Peter LaFlamme, 56, of Nashua, pleaded guilty to one count of Social Security fraud on Tuesday at U.S. District Court in Concord. LaFlamme collected more than $376,000 in disability benefits while earning a salary from the Drum & Bugle Corps, according to U.S. Attorney Paul Kacavas.
The indictment against LaFlamme alleges he concealed his employment from the Social Security Administration because he knew it would disqualify him from receiving disability benefits, according to court documents.
LaFlamme collected the improper benefits from January 1992 through April 2008, Kacavas said.
LaFlamme was indicted June 15 and arrested later that month. He is scheduled to be sentenced Jan. 24, according to federal court documents. He was released on personal recognizance bail until the hearing, Kacavas said.
The Spartans filed for bankruptcy in 2008 under LaFlamme’s leadership. Members of the group’s board of directors accused him of mismanagement.
The group owed the Bank of New England roughly $850,000 on the mortgage for its building.
The East Hollis Street building was auctioned, the group’s board of directors was reorganized and LaFlamme resigned as director.
The Spartans didn’t perform for a year during the restructuring but have since gotten back on track.
Over the years, the Spartans developed a reputation as a prestigious musical performance group, winning national awards and marching in the presidential inaugural parade in 2005.
The group was an integral part of the city’s sesquicentennial celebration in 2003, performing in the largest parade in Nashua history, organized by LaFlamme.
Assistant U.S. Attorney Mark Zuckerman said there are still a few things to work out at the sentencing hearing.
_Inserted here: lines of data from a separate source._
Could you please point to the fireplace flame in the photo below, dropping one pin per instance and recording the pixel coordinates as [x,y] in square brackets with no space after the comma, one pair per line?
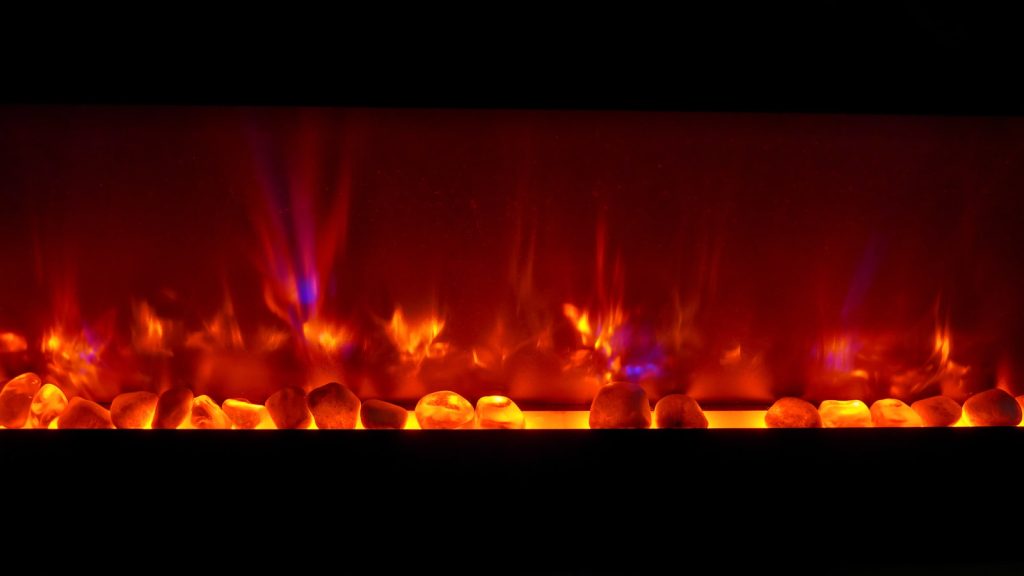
[417,340]
[11,342]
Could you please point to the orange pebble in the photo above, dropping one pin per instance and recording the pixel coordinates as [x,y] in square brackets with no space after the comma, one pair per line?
[793,413]
[172,408]
[443,410]
[48,403]
[288,409]
[83,413]
[992,408]
[679,411]
[380,414]
[243,413]
[845,414]
[207,415]
[499,412]
[893,413]
[334,407]
[133,409]
[15,400]
[937,411]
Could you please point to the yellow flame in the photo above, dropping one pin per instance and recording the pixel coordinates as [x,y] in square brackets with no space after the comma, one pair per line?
[943,343]
[601,338]
[417,340]
[11,342]
[329,337]
[72,359]
[150,331]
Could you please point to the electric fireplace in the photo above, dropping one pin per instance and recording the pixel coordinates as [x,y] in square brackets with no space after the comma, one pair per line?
[224,274]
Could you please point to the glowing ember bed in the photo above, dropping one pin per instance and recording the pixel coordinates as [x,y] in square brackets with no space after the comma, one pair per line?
[203,279]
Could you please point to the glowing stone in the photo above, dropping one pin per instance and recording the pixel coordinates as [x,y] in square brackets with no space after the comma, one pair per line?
[380,414]
[244,414]
[845,414]
[207,415]
[892,413]
[15,400]
[499,412]
[48,403]
[620,405]
[133,409]
[83,413]
[288,409]
[334,407]
[443,410]
[172,408]
[793,413]
[937,411]
[679,411]
[992,408]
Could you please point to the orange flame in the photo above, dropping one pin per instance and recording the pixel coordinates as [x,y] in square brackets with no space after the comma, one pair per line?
[150,332]
[325,335]
[599,338]
[417,340]
[11,342]
[72,359]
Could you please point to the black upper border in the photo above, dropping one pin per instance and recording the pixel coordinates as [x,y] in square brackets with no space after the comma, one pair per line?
[903,57]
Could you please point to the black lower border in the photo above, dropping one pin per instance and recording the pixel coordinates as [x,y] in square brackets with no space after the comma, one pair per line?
[929,497]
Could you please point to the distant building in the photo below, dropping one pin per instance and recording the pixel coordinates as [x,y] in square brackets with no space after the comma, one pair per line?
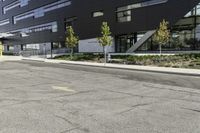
[39,26]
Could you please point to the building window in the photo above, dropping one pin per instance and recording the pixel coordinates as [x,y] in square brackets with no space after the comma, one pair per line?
[40,12]
[124,16]
[97,14]
[124,13]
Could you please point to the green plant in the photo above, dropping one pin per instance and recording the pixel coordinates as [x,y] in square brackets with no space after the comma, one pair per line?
[105,39]
[71,40]
[162,35]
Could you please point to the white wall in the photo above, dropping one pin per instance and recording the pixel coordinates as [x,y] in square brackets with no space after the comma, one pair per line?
[92,45]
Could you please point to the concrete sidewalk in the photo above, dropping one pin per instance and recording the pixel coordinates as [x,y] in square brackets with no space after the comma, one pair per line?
[180,71]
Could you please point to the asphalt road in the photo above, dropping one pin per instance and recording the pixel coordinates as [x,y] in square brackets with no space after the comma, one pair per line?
[40,97]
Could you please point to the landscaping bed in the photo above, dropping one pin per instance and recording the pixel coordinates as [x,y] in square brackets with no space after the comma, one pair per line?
[175,61]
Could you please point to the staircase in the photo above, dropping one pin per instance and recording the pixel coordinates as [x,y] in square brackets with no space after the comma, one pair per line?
[141,41]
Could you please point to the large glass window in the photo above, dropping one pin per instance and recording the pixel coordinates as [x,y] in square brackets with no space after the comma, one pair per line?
[124,13]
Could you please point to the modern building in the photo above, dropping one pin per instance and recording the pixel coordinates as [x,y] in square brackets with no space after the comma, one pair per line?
[39,26]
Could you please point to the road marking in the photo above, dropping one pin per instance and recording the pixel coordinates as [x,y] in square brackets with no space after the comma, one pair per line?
[63,89]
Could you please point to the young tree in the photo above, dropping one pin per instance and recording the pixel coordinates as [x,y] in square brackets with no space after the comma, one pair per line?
[71,40]
[1,49]
[105,39]
[162,35]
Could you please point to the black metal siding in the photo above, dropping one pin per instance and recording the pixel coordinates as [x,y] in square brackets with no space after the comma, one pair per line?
[143,19]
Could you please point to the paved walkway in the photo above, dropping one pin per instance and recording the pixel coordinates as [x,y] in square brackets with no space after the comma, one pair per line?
[182,71]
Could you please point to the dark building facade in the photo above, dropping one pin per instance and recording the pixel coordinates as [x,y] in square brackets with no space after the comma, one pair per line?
[40,25]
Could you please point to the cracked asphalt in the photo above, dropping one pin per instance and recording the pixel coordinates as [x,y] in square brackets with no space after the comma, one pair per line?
[38,97]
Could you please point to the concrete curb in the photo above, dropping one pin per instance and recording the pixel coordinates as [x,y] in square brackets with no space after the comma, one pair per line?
[178,71]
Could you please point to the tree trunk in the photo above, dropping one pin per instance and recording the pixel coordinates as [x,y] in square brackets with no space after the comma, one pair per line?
[160,49]
[71,54]
[105,54]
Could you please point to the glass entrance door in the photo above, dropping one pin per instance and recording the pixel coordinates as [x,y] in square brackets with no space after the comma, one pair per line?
[124,43]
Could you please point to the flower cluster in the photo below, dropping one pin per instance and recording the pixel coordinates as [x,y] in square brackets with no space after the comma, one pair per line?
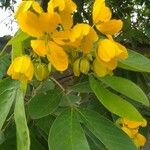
[131,128]
[62,43]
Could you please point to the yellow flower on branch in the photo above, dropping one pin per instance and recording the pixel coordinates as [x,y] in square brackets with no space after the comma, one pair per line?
[21,69]
[25,5]
[65,9]
[131,129]
[44,26]
[102,19]
[83,36]
[108,54]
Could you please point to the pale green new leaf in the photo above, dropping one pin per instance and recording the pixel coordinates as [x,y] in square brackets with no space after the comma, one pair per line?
[110,135]
[22,131]
[114,103]
[66,133]
[127,88]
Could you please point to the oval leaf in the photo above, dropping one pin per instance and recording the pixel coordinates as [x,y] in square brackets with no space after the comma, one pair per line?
[127,88]
[66,133]
[135,62]
[44,104]
[109,134]
[114,103]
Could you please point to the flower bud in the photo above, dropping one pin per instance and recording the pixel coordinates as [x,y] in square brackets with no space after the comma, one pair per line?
[84,65]
[41,71]
[76,67]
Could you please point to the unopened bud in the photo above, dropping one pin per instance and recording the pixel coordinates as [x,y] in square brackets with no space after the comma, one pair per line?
[41,71]
[76,67]
[84,65]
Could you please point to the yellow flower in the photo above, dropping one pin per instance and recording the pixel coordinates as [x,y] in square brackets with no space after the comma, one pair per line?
[21,69]
[139,140]
[57,56]
[83,36]
[65,8]
[102,19]
[26,5]
[43,26]
[108,53]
While LaFlamme has pleaded guilty to the charge, he and prosecutors still disagree on just how much of the disability benefits were obtained illegally, he said.
LaFlamme’s sentence will depend on what the court decides on that issue, Zuckerman said. The plea agreement stipulates the prosecutors will recommend a sentence at the “low end” of the applicable sentencing range, according to court documents.
The maximum sentence for the fraud charge is five years in prison plus a fine of either $250,000 or double the amount fraudulently obtained, Kacavas said.
The case was investigated by the Office of the Inspector General for the Social Security Administration, Kacavas said.